This repo contains the code for the experiment set-up to fine-tune LLMs on Ha, as described in this blog post. The set-up consists of the following stages, as shown in the diagram below:
- Data Collection and Preprocessing
- Fine-tuning
- Evaluation
-
Consolidating written question and answers from Hansard: Crawl Hansard data for written question and answers (code not in this repo). Store the results in a jsonl file (e.g.
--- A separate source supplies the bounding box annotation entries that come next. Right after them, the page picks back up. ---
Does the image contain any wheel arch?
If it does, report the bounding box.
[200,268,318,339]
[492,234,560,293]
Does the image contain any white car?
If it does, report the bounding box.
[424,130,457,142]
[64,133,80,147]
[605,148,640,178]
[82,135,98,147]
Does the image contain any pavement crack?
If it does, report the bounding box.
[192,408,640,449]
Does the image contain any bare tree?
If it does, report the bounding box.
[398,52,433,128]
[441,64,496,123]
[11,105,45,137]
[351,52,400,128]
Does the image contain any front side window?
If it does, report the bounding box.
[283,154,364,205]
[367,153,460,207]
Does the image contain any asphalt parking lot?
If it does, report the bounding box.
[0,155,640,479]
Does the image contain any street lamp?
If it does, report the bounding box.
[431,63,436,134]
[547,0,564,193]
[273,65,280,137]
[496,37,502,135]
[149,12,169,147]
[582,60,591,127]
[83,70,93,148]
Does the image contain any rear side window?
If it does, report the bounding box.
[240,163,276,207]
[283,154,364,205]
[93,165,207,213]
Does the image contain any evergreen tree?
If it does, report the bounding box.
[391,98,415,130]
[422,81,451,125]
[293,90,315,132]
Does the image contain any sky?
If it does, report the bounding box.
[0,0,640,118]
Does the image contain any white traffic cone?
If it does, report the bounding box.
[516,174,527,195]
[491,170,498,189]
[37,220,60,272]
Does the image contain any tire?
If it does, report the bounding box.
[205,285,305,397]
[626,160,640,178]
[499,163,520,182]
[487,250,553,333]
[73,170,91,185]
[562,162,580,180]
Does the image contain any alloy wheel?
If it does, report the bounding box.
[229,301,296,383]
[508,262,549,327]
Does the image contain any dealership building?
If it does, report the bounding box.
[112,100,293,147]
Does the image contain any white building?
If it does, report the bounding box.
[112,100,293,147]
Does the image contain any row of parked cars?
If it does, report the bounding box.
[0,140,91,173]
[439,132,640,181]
written_question_answers.jsonl
) with each row having these fields:- title: Title of parliamentary question
- question: Written question that was asked
- answer: Answer to question
- filename: Reference to date of sitting in the format
sitting_YYYY-MM-DD
E.g.
{"title": "Proportion of Public Service Agencies that Provide Unpaid Leave for Parents with Multiple or Pre-term Babies", "question": "Mr Louis Ng Kok Kwang asked the Prime Minister (a) what is the number and percentage of public service agencies that provide unpaid leave for parents with multiple or pre-term babies; (b) what is the take-up rate of such leave for each year in the past five years; and (c) if data on the take-up rate has not been collected, whether the Prime Minister's Office will start collecting this data. ", "answer": "In the past five years, an average of 25 officers in the Civil Service utilised this leave provision each year.", "filename": "sitting_2023-02-22"}
-
Classify answers based on whether they answer the questions directly using GPT-4o: Run
python data_generation/classify_parliamentary_questions.py --model_type "gpt4" --input_file_path <path_to_input_file> --output_file_path <path_to_save_classified_file>
to generate a file with status of whether question is answered, and summary points of answers. Output will be stored in <path_to_save_classified_file> (e.g. written_question_answers_processed.jsonl) -
Generate hypothetical documents as context for answered questions: Run
python data_generation/generate_hypotherical_documents.py --model_type "gpt4" --input_file_path <path_to_classified_file> --output_file_path <path_to_save_file_with_hypothetical_docs>
to get the hypothetical documents for each record -
Split the data into train and test splits, and format them for fine-tuning: Run
python data_generation/train_test_split_format.py --input_file_path <path_to_file_with_hypothetical_docs> --output_dir_path <path_to_dir_to_save_train_test_split>
<path_to_dir_to_save_train_test_split> will now contain the following files:- hansard_answered_questions_train.csv : Train data - Pandas DataFrame saved as csv
- hansard_answered_questions_test.csv : Test data - Pandas DataFrame saved as csv
- hansard_answered_questions_llama3_formatted_train.jsonl : Train data formatted for finetuning
- hansard_answered_questions_llama3_formatted_test.jsonl : Test data formatted for finetuning
- hansard_answered_questions_llama3_formatted_test_no_response.jsonl : Test data formatted for finetuning, with no response (to be used for fine-tuned models prompt completion)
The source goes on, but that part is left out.